Regardless of initial skepticism, Matt Lieberman is already using his family background to amplify his progressive message. In his campaign announcement video, he tied the controversial 2000 Florida recount to Stacey Abrams’s defeat in the 2018 Georgia governor’s race, one that Abrams has claimed was stolen. Lieberman has declined to go that far, telling JI, “I think there were enough problems that were identified in the election to make a reasonable person not just worried but frustrated that it wasn’t run in a better way with fewer problems.”

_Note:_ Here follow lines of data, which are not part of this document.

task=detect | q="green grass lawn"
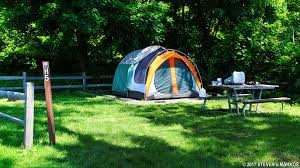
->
[0,92,300,168]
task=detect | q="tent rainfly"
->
[112,46,205,100]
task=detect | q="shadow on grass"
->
[130,104,300,162]
[49,125,230,168]
[0,94,300,168]
[0,156,14,168]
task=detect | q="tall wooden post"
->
[43,61,55,145]
[82,72,86,91]
[24,82,34,149]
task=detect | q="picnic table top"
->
[208,84,279,90]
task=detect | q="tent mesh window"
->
[154,61,172,96]
[134,48,165,84]
[175,59,193,95]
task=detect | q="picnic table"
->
[208,84,289,116]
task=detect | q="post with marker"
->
[43,61,55,145]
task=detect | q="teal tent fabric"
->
[112,64,131,94]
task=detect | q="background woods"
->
[0,0,300,98]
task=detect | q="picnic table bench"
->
[204,84,290,117]
[241,97,291,117]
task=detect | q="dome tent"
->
[112,46,202,99]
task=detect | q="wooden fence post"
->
[22,72,27,95]
[42,61,55,145]
[82,72,86,91]
[24,82,34,149]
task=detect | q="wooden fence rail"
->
[0,82,34,149]
[0,72,113,90]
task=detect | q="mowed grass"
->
[0,92,300,168]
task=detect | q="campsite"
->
[0,0,300,168]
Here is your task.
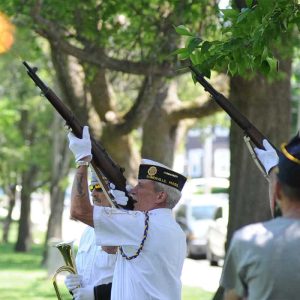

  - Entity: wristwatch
[76,160,90,169]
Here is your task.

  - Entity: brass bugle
[52,241,77,300]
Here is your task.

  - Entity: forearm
[70,166,94,226]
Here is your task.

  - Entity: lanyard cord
[120,211,149,260]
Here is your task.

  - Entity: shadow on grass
[0,243,43,271]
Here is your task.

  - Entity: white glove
[109,183,128,205]
[72,285,95,300]
[68,126,92,162]
[254,139,278,174]
[65,274,81,291]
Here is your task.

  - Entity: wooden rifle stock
[23,61,132,209]
[190,66,278,153]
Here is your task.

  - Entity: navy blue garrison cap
[278,133,300,188]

On foreign policy, Lieberman expressed concern that Trump had “completely sold out” the Kurds, whom he described as a “reliable [and] heroic ally of the United States under difficult circumstances.” In his view, “we should be sticking by our allies.” Lieberman went on to “extend that thought to the issue of our alliance with Israel and one of the concerns it’s fair to have when it comes to this president is that no one really knows where he is going to be tomorrow on an issue and why he’s going to be there and that’s problematic.”
Lieberman struck far more equivocal notes about the 2015 nuclear deal with Iran. “I think the Iran nuclear deal could have been better,” said the Senate hopeful. “I will say only as a lay person, only as a citizen, that the benefit of delaying Iran’s nuclear capability may well have been outweighed by the cost of freeing up enormous sums of money for Iran to wreak havoc.” Lieberman added “I think any future deal would need to look at what that experience has been and would look at what Iran has done with the funds that were opened up to it and take that into much more serious consideration given actual events that have transpired.”Before the election can happen, Lieberman still has to find out who his opponent will be. Republican Governor Brian Kemp, whom Lieberman parodied in his first campaign ad, will appoint Isakson’s replacement by end of the year. The special election will be a jungle primary in which candidates from all parties will compete against each other in November 2020 to serve the remaining two years of Isakson’s term. If no candidate receives a majority of the vote, a runoff between the top two finishers for the seat will be held in January 2021.